El buda

Grabado / Audé Gutiérrez
          Antes de salir del cuarto, acomodó bien su ropa en las perchas. Se llenó los bolsillos con cigarrillos y fósforos y se metió dentro del impermeable negro.  Buscó el sombrero más viejo y arrollando unos billetes bajó la escalera, que una vez más le contaba, chirriando, de su reumatismo en días tan húmedos.
        
         Era su última tarde en Buenos Aires.  Y era justamente un día como le gustaba a él. Mucha lluvia y frío agudo.  Caminó feliz por las calles lustrosas, esquivando las puntas de los paraguas que ensayaban puntería en sus ojos. Se metió en varias librerías, revolviendo los libros expuestos en las mesas. Leyendo un poquito de cada uno. Por fin compró una edición en pequeño formato de cuentos de Monteiro Lobato y se la metió en uno de los amplios bolsillos del impermeable.  A ella le gustaban tanto los cuentos infantiles…

         Una vez, antes de que cayese enferma, le había prometido regalarle aquél volumen, pero el destino no le dejó cumplir su promesa. Ahora lo haría.

         Cuando salió nuevamente a la calle, la lluvia se había convertido en llovizna que el viento helado le metió por el cuello flojo de la camisa.

         Siguió su camino sonriendo, encogido por el frío, con las manos en los bolsillos. El ala del sombrero lanzaba como por una canaleta, un chorrito de agua clara sobre su nariz.
         Su último día en Buenos Aires.  Y después a reunirse con su querida esposa. Con la pequeña adorada, que desde hacía meses no cesaba de reclamarle su libro de cuentos y el Buda panzón que había visto en un negocio de la calle Libertad.

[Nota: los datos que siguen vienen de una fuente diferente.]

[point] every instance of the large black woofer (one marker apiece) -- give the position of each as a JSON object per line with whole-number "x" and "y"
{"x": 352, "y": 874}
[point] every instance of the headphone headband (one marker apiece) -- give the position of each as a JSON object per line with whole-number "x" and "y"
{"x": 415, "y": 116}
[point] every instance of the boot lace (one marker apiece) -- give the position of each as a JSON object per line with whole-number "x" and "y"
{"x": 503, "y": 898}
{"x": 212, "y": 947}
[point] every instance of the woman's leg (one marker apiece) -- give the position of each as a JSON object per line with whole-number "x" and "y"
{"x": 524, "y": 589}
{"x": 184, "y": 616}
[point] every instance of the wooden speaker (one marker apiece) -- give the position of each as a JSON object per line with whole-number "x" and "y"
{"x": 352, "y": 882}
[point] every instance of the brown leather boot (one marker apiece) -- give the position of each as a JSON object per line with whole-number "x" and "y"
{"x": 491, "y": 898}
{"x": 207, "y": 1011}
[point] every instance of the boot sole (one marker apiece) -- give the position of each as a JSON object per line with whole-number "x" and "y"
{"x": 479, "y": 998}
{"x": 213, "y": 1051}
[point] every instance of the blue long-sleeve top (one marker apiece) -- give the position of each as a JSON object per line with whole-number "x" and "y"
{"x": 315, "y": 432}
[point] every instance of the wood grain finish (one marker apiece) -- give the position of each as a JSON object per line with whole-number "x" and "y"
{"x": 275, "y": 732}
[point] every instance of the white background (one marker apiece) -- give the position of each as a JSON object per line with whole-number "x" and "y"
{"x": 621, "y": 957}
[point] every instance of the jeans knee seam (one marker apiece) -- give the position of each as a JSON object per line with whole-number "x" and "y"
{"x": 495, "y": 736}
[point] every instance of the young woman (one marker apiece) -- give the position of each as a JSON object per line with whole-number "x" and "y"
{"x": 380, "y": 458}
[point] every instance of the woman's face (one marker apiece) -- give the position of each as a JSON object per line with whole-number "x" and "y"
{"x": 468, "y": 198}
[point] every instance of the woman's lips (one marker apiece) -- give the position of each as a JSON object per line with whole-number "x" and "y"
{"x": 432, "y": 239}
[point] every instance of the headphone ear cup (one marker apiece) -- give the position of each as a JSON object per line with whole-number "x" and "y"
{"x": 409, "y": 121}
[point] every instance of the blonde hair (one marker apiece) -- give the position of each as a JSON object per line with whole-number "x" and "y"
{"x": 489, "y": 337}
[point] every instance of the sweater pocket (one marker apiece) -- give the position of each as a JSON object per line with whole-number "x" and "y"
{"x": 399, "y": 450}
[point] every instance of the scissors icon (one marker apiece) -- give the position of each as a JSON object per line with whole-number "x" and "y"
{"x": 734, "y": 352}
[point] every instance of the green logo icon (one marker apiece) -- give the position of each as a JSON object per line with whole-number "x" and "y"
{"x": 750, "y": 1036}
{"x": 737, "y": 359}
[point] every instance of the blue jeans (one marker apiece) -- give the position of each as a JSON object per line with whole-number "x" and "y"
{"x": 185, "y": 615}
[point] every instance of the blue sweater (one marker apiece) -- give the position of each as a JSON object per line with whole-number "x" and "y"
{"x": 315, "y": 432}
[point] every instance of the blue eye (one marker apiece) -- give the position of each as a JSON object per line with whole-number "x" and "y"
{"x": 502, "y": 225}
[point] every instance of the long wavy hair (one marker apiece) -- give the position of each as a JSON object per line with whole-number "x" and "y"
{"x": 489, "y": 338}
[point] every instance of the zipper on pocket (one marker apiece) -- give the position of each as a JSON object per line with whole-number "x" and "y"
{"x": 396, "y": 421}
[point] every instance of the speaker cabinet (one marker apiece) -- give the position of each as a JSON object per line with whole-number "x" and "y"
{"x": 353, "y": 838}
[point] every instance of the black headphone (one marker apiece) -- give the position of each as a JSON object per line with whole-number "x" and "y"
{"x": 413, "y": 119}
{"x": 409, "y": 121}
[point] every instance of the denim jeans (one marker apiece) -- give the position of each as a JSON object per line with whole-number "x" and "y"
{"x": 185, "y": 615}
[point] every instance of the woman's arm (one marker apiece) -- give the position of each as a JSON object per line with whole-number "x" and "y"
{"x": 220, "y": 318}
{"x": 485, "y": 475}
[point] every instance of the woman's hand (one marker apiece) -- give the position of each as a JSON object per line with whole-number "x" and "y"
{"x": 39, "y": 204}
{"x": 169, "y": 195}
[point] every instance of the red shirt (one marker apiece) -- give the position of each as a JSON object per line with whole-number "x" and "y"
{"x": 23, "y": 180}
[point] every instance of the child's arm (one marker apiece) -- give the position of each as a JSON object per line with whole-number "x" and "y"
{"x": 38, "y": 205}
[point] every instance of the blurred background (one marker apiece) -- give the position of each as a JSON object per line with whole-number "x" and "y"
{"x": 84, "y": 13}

         Justamente ahora estaba cerca de ella.

         Las vidrieras de los negocios comenzaban a iluminarse, reflejando en la acera un millón de florecillas multicolores que se subían a los zapatos de los transeúntes, cuando, distraídos, las iban a pisar.

         Dobló por la calle Libertad. Cuántas veces la había recorrido con ella, cuando andaban a la pesca de cositas raras para adornar la pieza. Cosas que nunca compraban, pero que ella gozaba tanto en anotar. Y sobre todo, aquel Buda desvergonzadamente panzón, con su ombligo agujereado, sonriendo picarescamente.

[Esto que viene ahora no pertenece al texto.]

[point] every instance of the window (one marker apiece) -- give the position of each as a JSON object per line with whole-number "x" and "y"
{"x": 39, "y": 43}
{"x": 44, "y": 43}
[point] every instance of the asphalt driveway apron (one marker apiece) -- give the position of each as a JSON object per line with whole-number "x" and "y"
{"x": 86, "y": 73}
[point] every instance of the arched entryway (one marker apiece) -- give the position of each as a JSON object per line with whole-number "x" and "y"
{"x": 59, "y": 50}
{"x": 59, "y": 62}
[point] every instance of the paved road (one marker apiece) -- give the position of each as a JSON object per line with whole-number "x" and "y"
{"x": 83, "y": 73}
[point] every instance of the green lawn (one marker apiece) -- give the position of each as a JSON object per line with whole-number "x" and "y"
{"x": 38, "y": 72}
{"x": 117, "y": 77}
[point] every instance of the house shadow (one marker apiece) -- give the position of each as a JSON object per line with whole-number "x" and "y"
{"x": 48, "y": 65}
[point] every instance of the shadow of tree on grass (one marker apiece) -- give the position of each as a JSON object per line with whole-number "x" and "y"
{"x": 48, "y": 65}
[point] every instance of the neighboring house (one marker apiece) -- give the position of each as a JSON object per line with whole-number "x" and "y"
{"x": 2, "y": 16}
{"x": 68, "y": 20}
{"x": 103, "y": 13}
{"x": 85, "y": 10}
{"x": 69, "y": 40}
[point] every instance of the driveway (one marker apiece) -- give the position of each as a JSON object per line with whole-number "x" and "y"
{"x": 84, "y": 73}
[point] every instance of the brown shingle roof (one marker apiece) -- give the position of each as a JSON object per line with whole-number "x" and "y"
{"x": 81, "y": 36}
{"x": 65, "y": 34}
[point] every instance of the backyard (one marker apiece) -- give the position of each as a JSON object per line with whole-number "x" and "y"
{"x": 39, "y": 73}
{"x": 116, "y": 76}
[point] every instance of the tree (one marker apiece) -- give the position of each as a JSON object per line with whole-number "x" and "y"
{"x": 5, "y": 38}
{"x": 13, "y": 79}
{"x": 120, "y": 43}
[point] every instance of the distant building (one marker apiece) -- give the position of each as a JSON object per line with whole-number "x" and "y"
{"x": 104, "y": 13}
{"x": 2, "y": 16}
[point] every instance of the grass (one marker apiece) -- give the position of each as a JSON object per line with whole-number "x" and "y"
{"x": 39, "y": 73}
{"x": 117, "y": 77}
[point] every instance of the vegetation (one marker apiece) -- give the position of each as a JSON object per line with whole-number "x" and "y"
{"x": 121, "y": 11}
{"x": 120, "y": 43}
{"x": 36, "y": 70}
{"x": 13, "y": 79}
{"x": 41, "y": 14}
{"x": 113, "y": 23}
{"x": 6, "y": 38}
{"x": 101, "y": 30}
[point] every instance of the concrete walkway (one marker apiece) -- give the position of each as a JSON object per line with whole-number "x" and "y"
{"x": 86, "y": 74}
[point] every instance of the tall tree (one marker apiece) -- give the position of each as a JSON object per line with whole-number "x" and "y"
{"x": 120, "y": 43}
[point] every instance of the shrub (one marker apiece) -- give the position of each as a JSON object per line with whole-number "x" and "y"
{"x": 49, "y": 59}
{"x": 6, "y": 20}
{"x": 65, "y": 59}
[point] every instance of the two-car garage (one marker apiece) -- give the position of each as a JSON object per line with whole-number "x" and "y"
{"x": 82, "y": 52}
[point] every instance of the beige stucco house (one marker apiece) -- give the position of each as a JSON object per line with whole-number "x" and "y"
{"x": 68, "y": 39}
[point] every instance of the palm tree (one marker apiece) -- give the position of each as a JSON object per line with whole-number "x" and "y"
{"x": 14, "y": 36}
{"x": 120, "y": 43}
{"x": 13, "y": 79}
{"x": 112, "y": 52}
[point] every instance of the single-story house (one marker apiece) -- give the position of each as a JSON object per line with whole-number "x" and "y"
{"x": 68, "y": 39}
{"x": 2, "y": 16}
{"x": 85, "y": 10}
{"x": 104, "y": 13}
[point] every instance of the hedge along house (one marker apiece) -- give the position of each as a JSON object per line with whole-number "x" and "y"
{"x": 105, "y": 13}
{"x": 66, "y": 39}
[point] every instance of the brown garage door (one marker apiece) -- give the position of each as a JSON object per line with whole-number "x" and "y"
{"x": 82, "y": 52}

¿Estaría allí todavía? ¿Y en cuál negocio era que lo vendían?  Porque le parecían todos iguales. Una sola puerta. Una sola vidriera; y un solo judío narigón espiando detrás de los cristales.

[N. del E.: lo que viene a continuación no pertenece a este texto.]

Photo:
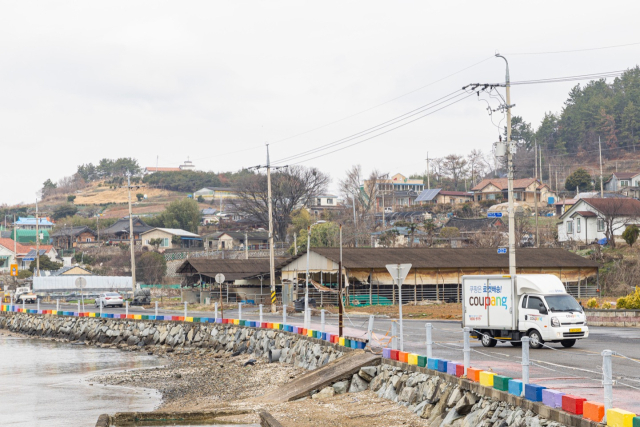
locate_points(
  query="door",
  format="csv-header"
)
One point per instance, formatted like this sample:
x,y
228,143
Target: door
x,y
533,313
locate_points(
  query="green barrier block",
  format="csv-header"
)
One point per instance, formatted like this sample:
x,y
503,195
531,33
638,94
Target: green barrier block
x,y
422,361
501,383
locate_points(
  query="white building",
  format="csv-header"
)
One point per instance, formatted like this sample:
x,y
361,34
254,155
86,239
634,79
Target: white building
x,y
586,220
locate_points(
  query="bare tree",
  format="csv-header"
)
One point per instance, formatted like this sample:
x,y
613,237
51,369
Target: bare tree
x,y
455,167
291,188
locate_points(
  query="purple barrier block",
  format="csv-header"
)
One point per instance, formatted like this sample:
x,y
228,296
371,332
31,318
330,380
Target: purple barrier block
x,y
451,368
552,398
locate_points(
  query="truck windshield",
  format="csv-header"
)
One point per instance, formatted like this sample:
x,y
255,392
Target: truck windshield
x,y
562,303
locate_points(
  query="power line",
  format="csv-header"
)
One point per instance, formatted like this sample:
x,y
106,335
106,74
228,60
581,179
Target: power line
x,y
384,103
573,50
382,133
387,123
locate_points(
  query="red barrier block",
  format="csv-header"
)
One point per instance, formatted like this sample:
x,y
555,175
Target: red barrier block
x,y
593,411
573,404
473,374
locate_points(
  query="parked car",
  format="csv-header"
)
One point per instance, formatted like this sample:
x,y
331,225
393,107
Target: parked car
x,y
110,299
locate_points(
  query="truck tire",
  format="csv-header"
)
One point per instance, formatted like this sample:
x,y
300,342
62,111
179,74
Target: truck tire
x,y
487,339
535,339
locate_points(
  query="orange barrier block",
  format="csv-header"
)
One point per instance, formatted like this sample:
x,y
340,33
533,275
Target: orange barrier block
x,y
593,411
474,374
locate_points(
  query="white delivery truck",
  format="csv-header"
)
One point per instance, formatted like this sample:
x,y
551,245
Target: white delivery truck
x,y
506,308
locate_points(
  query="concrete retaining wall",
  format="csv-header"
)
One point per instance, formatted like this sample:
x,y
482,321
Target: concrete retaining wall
x,y
620,318
302,351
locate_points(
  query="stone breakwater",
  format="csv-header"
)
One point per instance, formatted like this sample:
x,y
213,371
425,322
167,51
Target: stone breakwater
x,y
436,399
302,351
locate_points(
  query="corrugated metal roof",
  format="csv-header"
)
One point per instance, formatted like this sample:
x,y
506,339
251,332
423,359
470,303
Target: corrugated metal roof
x,y
454,258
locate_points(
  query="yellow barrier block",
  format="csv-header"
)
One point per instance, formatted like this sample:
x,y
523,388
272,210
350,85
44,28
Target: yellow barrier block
x,y
619,418
486,378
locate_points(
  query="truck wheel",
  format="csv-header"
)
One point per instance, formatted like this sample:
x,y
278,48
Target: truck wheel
x,y
535,340
487,340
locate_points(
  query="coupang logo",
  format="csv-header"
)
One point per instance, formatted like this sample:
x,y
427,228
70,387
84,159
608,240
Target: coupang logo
x,y
487,301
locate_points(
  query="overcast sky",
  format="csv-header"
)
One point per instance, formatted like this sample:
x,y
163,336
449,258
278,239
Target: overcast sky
x,y
215,80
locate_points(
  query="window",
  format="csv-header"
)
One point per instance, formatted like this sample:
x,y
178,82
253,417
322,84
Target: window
x,y
535,303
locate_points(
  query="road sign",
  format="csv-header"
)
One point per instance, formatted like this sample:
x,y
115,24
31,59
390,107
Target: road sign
x,y
81,283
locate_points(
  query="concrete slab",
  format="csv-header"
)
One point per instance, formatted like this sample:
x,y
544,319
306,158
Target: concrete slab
x,y
342,368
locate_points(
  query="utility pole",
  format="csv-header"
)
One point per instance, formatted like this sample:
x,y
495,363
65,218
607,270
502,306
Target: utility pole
x,y
510,148
272,272
131,238
340,304
428,181
600,149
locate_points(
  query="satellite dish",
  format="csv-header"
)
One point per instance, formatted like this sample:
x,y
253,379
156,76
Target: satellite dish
x,y
81,283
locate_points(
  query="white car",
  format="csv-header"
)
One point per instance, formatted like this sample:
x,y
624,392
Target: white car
x,y
110,299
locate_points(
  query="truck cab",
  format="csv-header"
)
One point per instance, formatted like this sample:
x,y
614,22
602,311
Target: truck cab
x,y
554,318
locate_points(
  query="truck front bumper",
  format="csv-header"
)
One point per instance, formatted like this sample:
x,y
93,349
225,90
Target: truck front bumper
x,y
567,333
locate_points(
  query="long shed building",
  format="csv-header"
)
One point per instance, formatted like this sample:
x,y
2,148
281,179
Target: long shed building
x,y
435,274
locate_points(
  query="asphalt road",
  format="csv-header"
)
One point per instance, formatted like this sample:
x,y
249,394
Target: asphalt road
x,y
576,371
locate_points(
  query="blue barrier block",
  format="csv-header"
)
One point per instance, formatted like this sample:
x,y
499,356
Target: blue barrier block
x,y
533,392
432,364
515,387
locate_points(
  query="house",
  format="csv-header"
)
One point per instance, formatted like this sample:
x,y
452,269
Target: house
x,y
154,169
119,232
439,196
29,236
72,237
586,221
620,180
171,238
209,216
395,191
236,240
524,190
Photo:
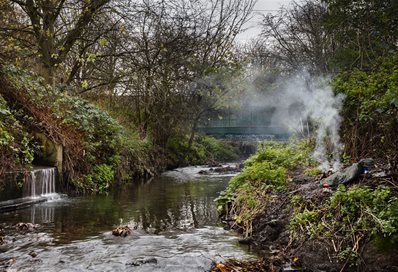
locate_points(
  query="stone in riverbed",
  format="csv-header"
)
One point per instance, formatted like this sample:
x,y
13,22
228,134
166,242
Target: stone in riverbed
x,y
122,231
143,261
26,227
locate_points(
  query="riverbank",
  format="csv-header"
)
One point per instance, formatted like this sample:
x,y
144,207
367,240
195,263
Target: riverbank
x,y
173,221
293,219
94,145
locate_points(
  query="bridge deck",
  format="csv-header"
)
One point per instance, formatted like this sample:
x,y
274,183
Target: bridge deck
x,y
276,132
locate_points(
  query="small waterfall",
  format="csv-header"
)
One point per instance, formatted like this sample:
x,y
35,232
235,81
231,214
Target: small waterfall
x,y
40,183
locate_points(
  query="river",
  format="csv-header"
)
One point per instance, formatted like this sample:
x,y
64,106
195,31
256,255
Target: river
x,y
173,220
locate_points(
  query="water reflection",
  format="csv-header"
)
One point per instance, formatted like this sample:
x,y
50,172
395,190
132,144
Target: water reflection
x,y
173,219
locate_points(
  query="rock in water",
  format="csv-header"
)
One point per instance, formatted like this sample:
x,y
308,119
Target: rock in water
x,y
122,231
25,227
349,174
144,261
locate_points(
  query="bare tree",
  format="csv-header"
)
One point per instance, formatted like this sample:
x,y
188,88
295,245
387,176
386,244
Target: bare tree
x,y
296,36
53,27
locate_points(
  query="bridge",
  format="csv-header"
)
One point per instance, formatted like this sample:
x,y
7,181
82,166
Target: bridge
x,y
264,132
250,125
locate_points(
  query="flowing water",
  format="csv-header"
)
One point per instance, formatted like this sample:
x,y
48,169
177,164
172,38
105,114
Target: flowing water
x,y
173,220
40,182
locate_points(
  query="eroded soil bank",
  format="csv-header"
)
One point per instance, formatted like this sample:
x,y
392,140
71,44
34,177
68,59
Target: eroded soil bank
x,y
282,252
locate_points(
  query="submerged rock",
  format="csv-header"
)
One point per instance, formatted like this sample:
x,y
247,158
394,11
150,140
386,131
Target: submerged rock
x,y
26,227
143,261
122,231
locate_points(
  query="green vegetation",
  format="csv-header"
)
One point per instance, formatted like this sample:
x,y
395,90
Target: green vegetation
x,y
265,173
371,109
204,150
97,148
16,147
350,218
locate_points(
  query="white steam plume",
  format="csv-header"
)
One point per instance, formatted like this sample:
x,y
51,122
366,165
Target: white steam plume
x,y
302,98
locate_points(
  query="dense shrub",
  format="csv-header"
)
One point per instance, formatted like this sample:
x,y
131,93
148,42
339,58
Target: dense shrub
x,y
265,173
348,219
16,148
370,111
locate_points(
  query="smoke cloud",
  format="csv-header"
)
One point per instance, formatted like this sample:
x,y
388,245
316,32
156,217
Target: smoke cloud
x,y
301,101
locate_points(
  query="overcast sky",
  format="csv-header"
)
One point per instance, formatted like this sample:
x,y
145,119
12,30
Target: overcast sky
x,y
262,7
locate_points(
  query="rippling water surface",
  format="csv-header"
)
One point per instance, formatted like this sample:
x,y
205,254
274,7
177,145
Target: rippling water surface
x,y
173,217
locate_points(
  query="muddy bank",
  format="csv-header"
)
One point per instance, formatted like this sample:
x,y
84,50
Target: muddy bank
x,y
271,236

         La llovizna seguía volando velozmente por las calles.  Pero, eso no pareció molestarlo en lo más mínimo para su detenida observación de las vidrieras.  En todas lo mismo. Cámaras fotográficas, guitarras, acordeones a piano, máquinas de escribir e infinidad de objetos que parecían cansados, recostándose sobre un fondo color sucio de trajes y vestidos de segunda mano.

Había de todo. Pero el Buda no aparecía, quizá lo habían comprado. ¡qué lástima! Le  hubiera  gustado tanto regalarle eso también.

Cuando terminó de recorrer los negocios de esa vereda, cruzó e inició su inspección por la otra, sin esperanza.  Pero sí. Allí estaba. Asomando su cabeza por entre unas boleadoras y un violín seguía sonriendo el Buda.

         El corazón le latió con fuerza. Se alegró como si hubiera reconocido en la sonrisa de cerámica, la de un amigo de la infancia.  El judío le abrió la puerta del negocio, ni bien hizo un gesto para entrar.  Recordó las recomendaciones de ella y comenzó a regatear el precio.  Pero al fin, el Buda panzón, antiguo, inquilino de la vidriera, pasó al bolsillo del impermeable, junto al libro de Monteiro Lobato.
        
         Cuando volvió a la calle, ya estaba completamente satisfecho. Y decidió emplear en el regreso, los últimos minutos de su último día en Buenos Aires.

         El bolsillo, abultado enormemente, se movía sobre la pierna al caminar.  Seguían la llovizna y el viento. Continuaba el frío penetrante.  Y ya la noche había vestido completamente de negro a las viajeras nubes grises apuradas.  Seguía caminando ligero, escondiendo una mano al frío, mientras la otra se veía desalojada por Monteiro Lobato y el ridículo Buda.  Estaba cercana la hora del encuentro.

         Ya había llegado el momento de irse de Buenos Aires. Gozó profundamente de los últimos instantes de frío y llovizna.  De viento y noche de invierno.  Y se tiró al río.